Há algumas metáforas presentes no livro que são clichê, como comparar a vida a um jogo de xadrez ou a vida a ser vivida a um livro em branco. Entretanto, apesar de serem metáforas frequentemente utilizadas, a forma como o autor as incluiu no livro foi bem-sucedida e serviu ao desenvolvimento da trama.
Gostei particularmente do trecho em que a Sra. Elm diz à Nora que o peão é a mais mágica das peças do xadrez, pois embora pareça pequeno e banal, ele é uma rainha em potencial e avançando com ele, uma casa por vez, se pode desbloquear todos os tipos de poder. Neste trecho, Nora percebe que assim como no xadrez, na vida cada pequeno movimento que se faz abre um mundo inteiro de possibilidades. A Sra.

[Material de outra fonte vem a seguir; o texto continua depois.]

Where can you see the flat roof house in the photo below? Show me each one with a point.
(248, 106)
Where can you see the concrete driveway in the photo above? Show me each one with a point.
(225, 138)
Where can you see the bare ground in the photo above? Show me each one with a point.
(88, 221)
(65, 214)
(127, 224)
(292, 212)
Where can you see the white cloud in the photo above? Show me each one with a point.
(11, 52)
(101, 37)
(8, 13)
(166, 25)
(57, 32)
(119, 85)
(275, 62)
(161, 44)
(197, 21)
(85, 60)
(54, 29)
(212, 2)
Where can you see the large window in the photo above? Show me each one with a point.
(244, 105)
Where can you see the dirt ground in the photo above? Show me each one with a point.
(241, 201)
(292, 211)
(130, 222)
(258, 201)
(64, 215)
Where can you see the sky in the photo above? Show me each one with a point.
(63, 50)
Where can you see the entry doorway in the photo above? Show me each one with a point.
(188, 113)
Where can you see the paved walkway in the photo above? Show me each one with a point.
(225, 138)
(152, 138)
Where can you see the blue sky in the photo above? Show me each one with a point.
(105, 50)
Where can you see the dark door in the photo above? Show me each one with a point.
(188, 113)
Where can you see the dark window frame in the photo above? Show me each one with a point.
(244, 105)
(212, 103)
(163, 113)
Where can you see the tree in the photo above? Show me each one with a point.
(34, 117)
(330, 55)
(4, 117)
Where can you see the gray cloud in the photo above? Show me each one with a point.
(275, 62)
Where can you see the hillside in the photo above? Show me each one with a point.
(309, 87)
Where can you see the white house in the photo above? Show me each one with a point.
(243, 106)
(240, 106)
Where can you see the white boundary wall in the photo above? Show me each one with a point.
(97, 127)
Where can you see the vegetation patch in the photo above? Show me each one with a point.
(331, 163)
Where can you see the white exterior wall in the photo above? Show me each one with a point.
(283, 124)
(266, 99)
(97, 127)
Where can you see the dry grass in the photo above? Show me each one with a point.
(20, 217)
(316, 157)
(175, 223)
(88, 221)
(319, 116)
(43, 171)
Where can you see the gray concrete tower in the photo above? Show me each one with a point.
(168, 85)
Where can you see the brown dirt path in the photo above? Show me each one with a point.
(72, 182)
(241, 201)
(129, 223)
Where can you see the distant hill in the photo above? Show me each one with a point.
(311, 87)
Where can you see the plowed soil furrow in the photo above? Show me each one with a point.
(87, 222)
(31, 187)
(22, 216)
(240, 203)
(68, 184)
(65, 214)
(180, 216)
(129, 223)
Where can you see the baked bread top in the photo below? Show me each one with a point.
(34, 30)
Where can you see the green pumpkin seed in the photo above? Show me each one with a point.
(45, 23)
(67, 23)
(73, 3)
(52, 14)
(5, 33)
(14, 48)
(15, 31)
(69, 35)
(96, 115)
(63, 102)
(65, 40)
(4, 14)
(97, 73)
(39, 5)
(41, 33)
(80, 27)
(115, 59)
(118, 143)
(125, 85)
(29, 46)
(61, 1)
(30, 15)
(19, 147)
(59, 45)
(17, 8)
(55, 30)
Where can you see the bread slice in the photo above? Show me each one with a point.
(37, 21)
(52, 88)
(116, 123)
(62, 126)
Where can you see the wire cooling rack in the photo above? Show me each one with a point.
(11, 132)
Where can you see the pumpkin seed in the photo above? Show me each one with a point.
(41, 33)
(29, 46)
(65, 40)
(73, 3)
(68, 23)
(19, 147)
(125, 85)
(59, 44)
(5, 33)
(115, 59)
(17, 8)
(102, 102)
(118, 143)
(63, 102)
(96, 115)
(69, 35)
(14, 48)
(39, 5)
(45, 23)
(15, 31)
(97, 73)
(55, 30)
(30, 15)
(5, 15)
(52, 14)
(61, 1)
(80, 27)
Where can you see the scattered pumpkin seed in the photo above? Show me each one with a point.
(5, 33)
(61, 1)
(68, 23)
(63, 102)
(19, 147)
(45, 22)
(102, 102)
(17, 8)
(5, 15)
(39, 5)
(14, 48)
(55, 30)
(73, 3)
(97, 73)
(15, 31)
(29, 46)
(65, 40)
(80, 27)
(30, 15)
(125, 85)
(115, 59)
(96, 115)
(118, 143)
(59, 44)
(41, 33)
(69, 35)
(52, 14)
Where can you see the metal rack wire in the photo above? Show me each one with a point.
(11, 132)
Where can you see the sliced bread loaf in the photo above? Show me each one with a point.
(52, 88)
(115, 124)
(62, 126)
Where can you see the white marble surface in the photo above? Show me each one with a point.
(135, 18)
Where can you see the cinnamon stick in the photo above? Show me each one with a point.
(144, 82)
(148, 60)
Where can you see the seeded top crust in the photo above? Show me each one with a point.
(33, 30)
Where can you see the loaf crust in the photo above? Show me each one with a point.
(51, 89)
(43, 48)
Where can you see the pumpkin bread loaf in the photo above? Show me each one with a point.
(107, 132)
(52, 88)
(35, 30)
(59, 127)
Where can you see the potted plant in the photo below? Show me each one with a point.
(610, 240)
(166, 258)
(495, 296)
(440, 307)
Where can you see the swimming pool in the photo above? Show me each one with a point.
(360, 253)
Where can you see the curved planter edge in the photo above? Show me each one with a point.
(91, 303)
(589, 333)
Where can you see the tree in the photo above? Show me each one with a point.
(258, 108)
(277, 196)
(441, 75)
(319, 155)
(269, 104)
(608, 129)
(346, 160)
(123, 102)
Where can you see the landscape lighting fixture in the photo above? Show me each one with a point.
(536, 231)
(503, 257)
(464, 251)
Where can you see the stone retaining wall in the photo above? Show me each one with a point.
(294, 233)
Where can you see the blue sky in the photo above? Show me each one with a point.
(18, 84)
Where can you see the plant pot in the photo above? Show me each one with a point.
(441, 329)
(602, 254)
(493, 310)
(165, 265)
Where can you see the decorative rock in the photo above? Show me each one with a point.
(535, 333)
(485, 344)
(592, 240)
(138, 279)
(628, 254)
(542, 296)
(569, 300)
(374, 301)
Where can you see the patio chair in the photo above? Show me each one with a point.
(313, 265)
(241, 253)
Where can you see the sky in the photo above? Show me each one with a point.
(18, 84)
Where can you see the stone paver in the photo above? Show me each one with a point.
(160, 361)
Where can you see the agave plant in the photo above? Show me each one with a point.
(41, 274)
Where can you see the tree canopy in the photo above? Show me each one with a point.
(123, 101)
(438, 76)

Elm diz ainda que a coisa mais banal pode ser a que leva à vitória, então, é preciso continuar: “no xadrez, como na vida, as possibilidades são a base de tudo.” (p.209)
A leitura de “A Biblioteca da Meia-Noite” me impactou desde o seu início e me fez querer agir diferente diante da vida, repensar algumas atitudes minhas, aproveitar mais o meu dia e prestar mais atenção nas pequenas coisas boas, afinal como Nora diz citando o filósofo Thoreau “não é aquilo para o que você olha que importa, mas o que você vê.” (p.258)
Você não precisa entender a vida.
Precisa apenas vivê-la.
(p.233)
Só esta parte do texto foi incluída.